Mr. Butler entered the room at that moment with a tray, casting a look at Phryne as he did so. At her nod of approval he set the tray on the small table in front of Phryne and left the room. Phryne rose and pulled the doors shut behind him, leaving the two of them alone to speak in private, a situation that suddenly made Prudence nervous.
"Café Au Lait, Aunt P? And you simply must try one of Mr. Butler's croissants. They are perfection," Phryne said, not bothering to wait for an answer as she poured two cups of the creamy, delicious brew. She sat one cup on the table in front of her aunt and placed a croissant on a small plate and sat it next to the coffee before sitting back in her seat and watching her aunt, waiting for her to speak.
It was an extremely uncomfortable silence.

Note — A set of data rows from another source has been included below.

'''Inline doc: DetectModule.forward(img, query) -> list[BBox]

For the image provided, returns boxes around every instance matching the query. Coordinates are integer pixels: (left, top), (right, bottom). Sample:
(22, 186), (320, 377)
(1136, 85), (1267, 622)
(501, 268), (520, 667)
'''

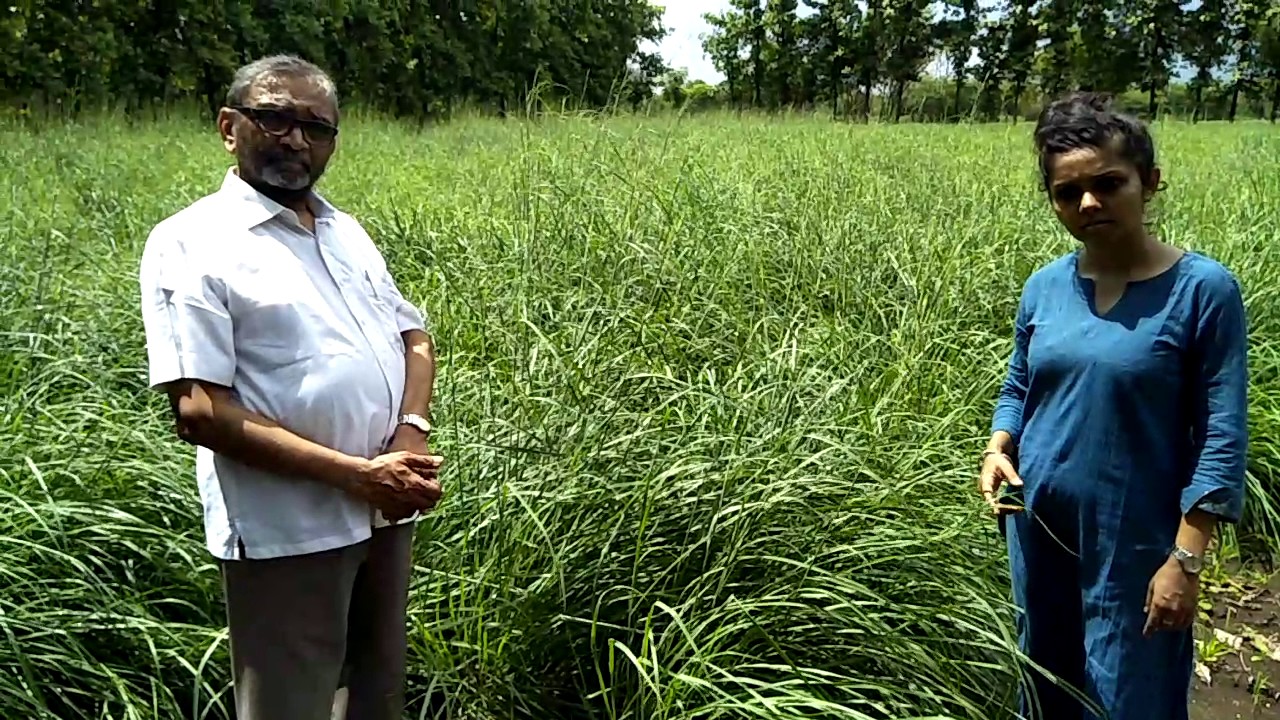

Prudence sipped her coffee, glad to have something to occupy her hands while she thought of how best to broach this difficult subject.
"You were saying, Aunt Prudence?" Phryne prompted. Her eyes were like blue fire and Prudence felt suddenly taken aback. It hadn't occurred to her that Phryne might possibly have real feelings about for Inspector.
"Well, yes, Phryne. It's an unsuitable match, if that is the way in which you are leaning."
"Why would it be unsuitable? Supposing of course that I were so inclined."
"Well, his family of course? Do you know who these people are? For heaven's sake, Phryne, your father is a Baron!"
"Who was nothing but riff-raff, according to you, until his cousins died and left him the title."
"But he did have good familial connections; he just chose to live a different life until called to service for his title."
"What do you know about Jack's family connections? Has someone told you something?" Phryne was curious about this suddenly, only because they had never spoke of their families, in any detail. She didn't know who his parents were, but if they were dirt poor, living in Collingwood, she wouldn't care one tiny bit.
"Well, I…I don't know but surely you must suspect a lack of connections, given his reluctance to speak of his family?"
The parlor doors opened suddenly and the man in question stood in the doorway, a look that could be classified as amusement on his handsome face. Phryne noted that he also looked extremely tired; there were dark circles under his eyes but she could also tell that he'd heard at least part of what her aunt had said and was entertained by it.
"You have questions about my family, Mrs. Stanley? What would you like to know?"